The boisterous celebrations of some new adults in the urban areas of Naha City cause problems every year. Therefore, Naha City discontinued holding Seijin-shiki ceremony after holding the last one in 2002, and the ceremony is held separately by the school district.
In 2003, at the Seijin-shiki ceremony held in Himeji City, there was an incident where several groups of new adults started fighting in the parking lot near the hall after the ceremony ended, and also committed violence against two Japanese policemen belonging to Himeji Police Station, Hyogo Prefectural Police Department, who tried to stop the fighting. It was reported that all of these new adults smelled of alcohol.
In 2004, at the Seijin-shiki ceremony held in Ito City, six new adults impeded the ceremony.
In 2006, at the Seijin-shiki ceremony held in Morioka City, several new adults raged, and got into a shoving match with The Great Sasuke, (then) prefectural assembly member of Iwate Prefecture.
The purpose of Seinen-sai Festival, 'encouraging young people who will lead the next generation to have high hopes,' which was the original model for the present-day Seijin-shiki ceremony is out of step with present-day young people. However, it is certain that the Seijin-shiki ceremony plays a role in giving new adults who participate in an opportunity to reunite with their friends for the first time in many years, and deepen their relationships, and also that parents want to congratulate their own children who are entering adulthood.
Under the concept that the creation of their own Seijin-shiki ceremony led by the people entering adulthood will make the Seijin-shiki ceremony better, the number of municipalities that have requested new adults to participate in the planning and management of the ceremony has increased recently. However, even though new adults participate in the planning, if there is a conflict between the intentions of people concerned from the autonomy body and the new adults, the intentions of autonomy body prevails in many cases.
Some autonomy bodies (Kitakyushu City in and after 1998, and Urayasu City in and after 2002) hold the Seijin-shiki ceremony at a theme park and wish the new adults good luck in their adulthood.
Business related to the Seijin-shiki ceremony
Since many new adults wear expensive clothes (especially kimono called furisode - a long sleeved type of kimono for women) to participate in the Seijin-shiki ceremony, it is considered to be the best time to make a profit for the industry of Japanese traditional kimono. Therefore, although violent new adults are a headache, many autonomy bodies (such as Shizuoka City in 2000, and Naha City in and after 2000) continue holding the Seijin-shiki ceremony in response to parents' desire to dress their own children up with kimono in commemoration of entering adulthood, and at the request of mercery. Japanese people's alienation from kimono has been progressing recently, and the number of mercery itself is decreasing. The Seijin-shiki ceremony is a place to make an appeal about the beauty of Japanese traditional kimono to young people. As well as women, the number of men who wear kimono such as Montsuki hakama (formal Japanese attire of a man, consisting of a kimono dyed with the family crest and a long, loose, pleated skirt) has been increasing in recent years. However, some people say that since new adults who used to be delinquents mainly wear Montsuki hakama, the image of Montsuki hakama has worsened. As rental kimono increases, many people use them without buying them. Bargain sales on kimono called grade-B piece goods is held after the Seijin-shiki ceremony is over.

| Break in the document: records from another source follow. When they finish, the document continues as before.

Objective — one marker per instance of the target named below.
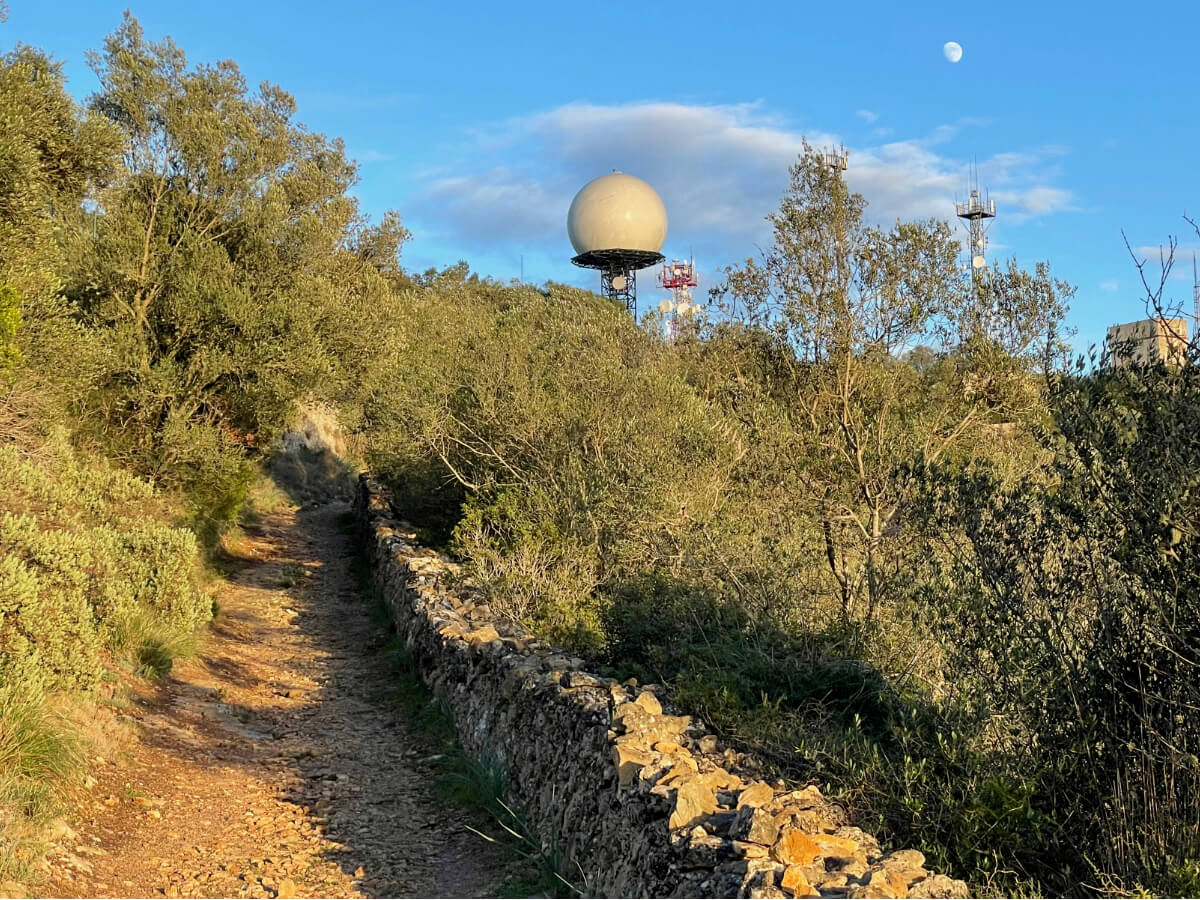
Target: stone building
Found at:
(1158, 340)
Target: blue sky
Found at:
(479, 121)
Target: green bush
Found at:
(90, 569)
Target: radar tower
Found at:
(617, 223)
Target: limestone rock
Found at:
(833, 847)
(939, 887)
(795, 847)
(629, 762)
(755, 825)
(648, 702)
(796, 882)
(759, 793)
(694, 802)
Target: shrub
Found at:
(89, 569)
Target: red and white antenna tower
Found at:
(678, 277)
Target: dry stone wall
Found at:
(639, 801)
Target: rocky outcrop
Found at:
(636, 799)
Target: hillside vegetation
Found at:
(867, 519)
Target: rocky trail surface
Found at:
(277, 762)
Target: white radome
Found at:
(617, 211)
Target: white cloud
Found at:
(1157, 256)
(720, 171)
(369, 156)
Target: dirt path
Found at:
(277, 762)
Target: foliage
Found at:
(580, 453)
(229, 274)
(1069, 613)
(844, 299)
(89, 570)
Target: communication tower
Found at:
(977, 213)
(617, 223)
(838, 160)
(679, 279)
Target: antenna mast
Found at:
(977, 213)
(1195, 295)
(679, 279)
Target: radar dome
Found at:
(617, 211)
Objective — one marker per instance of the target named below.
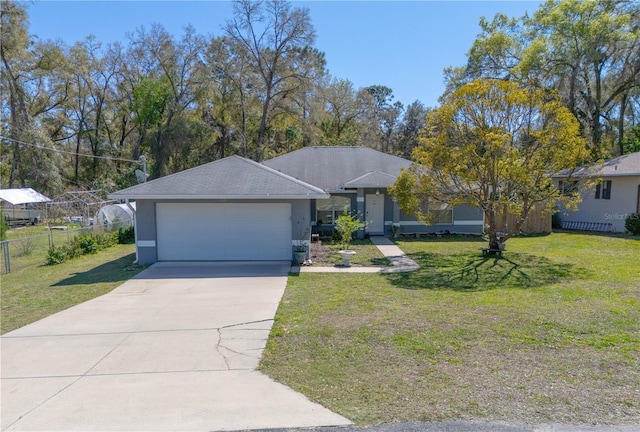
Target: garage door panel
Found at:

The day of Seijin-shiki ceremony is also the time to make a profit for the beauty industry because of dressing, makeup and hair set for new adults. Therefore, beauty salons open earlier than usual, and hire day laborers such as old women or helpers who can help new adults get dressed, have a very busy day. Since the number of young people who meet with classmates after the ceremony without participating has increased, and the number of people subject to participation is large, some municipalities ease congestion by holding the Seijin-shiki ceremony in several batches, and staggering the opening time. In addition, there is a movement whereby companies in the cosmetics industry promote their own cosmetics through lectures on makeup for new adults starting makeup in earnest which is held before the Seijin-shiki ceremony, and photo studios where dressed-up new adults take commemorative photos of themselves also make a strong effort in advertising. As stated above, competition for customers that targets new adults is heated among related businesses, and these businesses can expect to face a tough time because of the low birthrate and low rate of participation in the ceremony; given such circumstances, the need to hold a Seijin-shiki event is now being questioned.
Various forms of Seijin-shiki ceremonies
In-house Seijin-shiki ceremony
In the case of workers in industries that hire many high school graduates every year, such as retail industries including department stores, supermarkets and restaurants, and the transport industry including railways, sightseeing buses, etc. that make profits on holidays, manufacturing industries including iron manufacturing, chemical industry, textile industry, paper industry and automobile industry in which employees work different shifts due to business characteristics, workers in public services such as electricity, city gas and telephone, Self-Defense Officials who live in a dormitory at a Camp, and trainees at residential training institutions (Japan Coast Guard Academy, National Defense Academy, etc.), many of them have to work even on the Coming-of-Age Day, and obviously cannot participate in the Seijin-shiki ceremony held by municipalities.
Therefore, many companies in these industries held their own Seijin-shiki ceremony at the company (workplace). Major examples are Hato bus and the Meitetsu Group, and the appearance of their ceremonies attracts attention and is being reported every year. However, since the number of companies which stopped hiring high school graduates due to the recession and increase in the number of high school graduates who went to university has increased in and after 1990s, workers entering adulthood decreased yearly. In addition, due to an additional blow given by restructuring, the number of companies which discontinued holding an in-house Seijin-shiki ceremonies itself increases. Conversely, Toyota City which relies on Toyota Motor Corporation changes the date for holding of Seijin-shiki ceremony in line with the Toyota's business schedule (Toyota Calendar).
Some rehabilitation facilities for persons with intellectual disabilities also hold the Seijin-shiki ceremony for persons with intellectual disabilities.
Half Seijin-shiki ceremony and coming-of-age ceremony for middle school students
Nowadays, the number of elementary schools using a school event or comprehensive learning period for holding the half Seijin-shiki ceremony for ten-year-old children (fourth-grade children) whose age is half of 20 years old is on the increase nationwide.
Some junior high schools hold the coming-of-age ceremony for middle school students as a school event for the students in the eighth or ninth grade. This also implies the learning of the custom because the age of Genpuku equivalent to old-time Seijin-shiki ceremony falls on the age of present-day middle school students.
Seijin-shiki ceremony in various regions
At Shiraho Village in Ishigaki-jima Island, Okinawa Prefecture, a traditional event where 'young people entering adulthood gather village people in the community hall, and express the joy of entering adulthood and giving recognition to village people by dancing' is held, and is reported by TV Asahi in the program 'among disturbed Seijin-shiki ceremonies in Okinawa.'
Many Seijin-shiki ceremonies in the form of this type exist in some regions.
Situations in countries other than Japan
Most other countries do not hold a ceremony to simultaneously celebrate reaching the adult age (18, 20 or 21 years old depending on the country) nationwide like Japan does.